Adamas Pharmaceuticals, Inc.

today announced findings from two nonclinical studies that demonstrate the potential of ADS-5102 for the treatment of multiple sclerosis (MS) symptoms. One study demonstrated improvement in walking in in vivo models of MS. Data from the second study provide insights into the potential mechanisms of action of amantadine in MS. These results (Abstract P863) were presented at the 31st Congress of the European Committee for Treatment and Research in Multiple Sclerosis (ECTRIMS) held in Barcelona, Spain. "We are encouraged by these nonclinical data and what they mean with respect to the potential of ADS-5102, our extended release version of amantadine, in addressing MS-related symptoms, including walking impairment," stated Natalie McClure, Ph.D., Senior Vice President of Product Development at Adamas Pharmaceuticals, Inc. "With the improved pharmacokinetic profile of ADS-5102, we can potentially administer higher therapeutic doses than is common with immediate release amantadine." Researchers conducted nonclinical studies designed to evaluate the efficacy of amantadine for the treatment of MS-related symptoms, including walking impairment, in in vivo models of MS and to better understand the mechanisms of action of amantadine in MS. Data demonstrated that in models of MS, chronic administration of amantadine at a dose intended to match the human plasma levels of ADS-5102 improved walking.
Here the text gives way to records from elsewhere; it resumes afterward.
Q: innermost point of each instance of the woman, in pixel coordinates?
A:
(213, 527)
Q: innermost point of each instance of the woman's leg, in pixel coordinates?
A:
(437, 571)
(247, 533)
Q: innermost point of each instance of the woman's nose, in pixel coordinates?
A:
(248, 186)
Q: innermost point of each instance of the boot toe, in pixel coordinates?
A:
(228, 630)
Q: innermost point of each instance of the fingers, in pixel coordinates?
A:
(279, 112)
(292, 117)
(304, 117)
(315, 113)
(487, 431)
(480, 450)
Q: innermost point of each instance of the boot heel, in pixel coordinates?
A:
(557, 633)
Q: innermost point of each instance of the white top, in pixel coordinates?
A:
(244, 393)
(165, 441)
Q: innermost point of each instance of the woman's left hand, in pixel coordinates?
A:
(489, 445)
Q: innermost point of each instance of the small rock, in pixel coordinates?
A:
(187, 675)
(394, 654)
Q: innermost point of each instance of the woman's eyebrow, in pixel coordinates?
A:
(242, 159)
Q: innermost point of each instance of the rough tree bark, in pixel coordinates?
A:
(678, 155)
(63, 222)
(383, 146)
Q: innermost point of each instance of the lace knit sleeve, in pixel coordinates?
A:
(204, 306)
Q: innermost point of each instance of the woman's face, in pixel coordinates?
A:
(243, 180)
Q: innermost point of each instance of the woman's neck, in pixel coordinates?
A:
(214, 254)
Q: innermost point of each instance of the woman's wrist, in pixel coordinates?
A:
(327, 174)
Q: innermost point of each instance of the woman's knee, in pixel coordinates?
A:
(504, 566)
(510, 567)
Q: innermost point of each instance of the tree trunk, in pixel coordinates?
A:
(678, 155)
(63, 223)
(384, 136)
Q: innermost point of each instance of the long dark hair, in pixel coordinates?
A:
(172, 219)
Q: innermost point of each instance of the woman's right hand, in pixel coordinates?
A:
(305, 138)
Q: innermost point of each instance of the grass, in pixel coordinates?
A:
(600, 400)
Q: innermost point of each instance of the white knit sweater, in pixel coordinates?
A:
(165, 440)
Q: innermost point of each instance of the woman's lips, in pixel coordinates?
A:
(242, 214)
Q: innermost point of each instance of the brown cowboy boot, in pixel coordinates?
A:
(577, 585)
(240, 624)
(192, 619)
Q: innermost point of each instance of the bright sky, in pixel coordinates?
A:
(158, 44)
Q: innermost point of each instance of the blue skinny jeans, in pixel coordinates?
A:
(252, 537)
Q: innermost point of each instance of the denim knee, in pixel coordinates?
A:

Additionally, data from an in vitro study demonstrated that amantadine blocked neuronal potassium channel activity, which may result in enhanced electrical impulses across demyelinated regions of neurons. Data from these studies suggest that ADS-5102 may have clinical utility in the treatment of major symptoms associated with MS, including walking impairment. In June 2015, Adamas announced the initiation of a Phase 2 clinical trial of ADS-5102 for the treatment of major symptoms associated with multiple sclerosis in patients with walking impairment. The study, which will enroll approximately 60 patients, is designed to evaluate the safety and tolerability of ADS-5102 dosed at 340 mg once daily at bedtime in an MS population. Efficacy measurements include assessments of walking and fatigue. The treatment duration is four weeks with top-line results anticipated in 2016.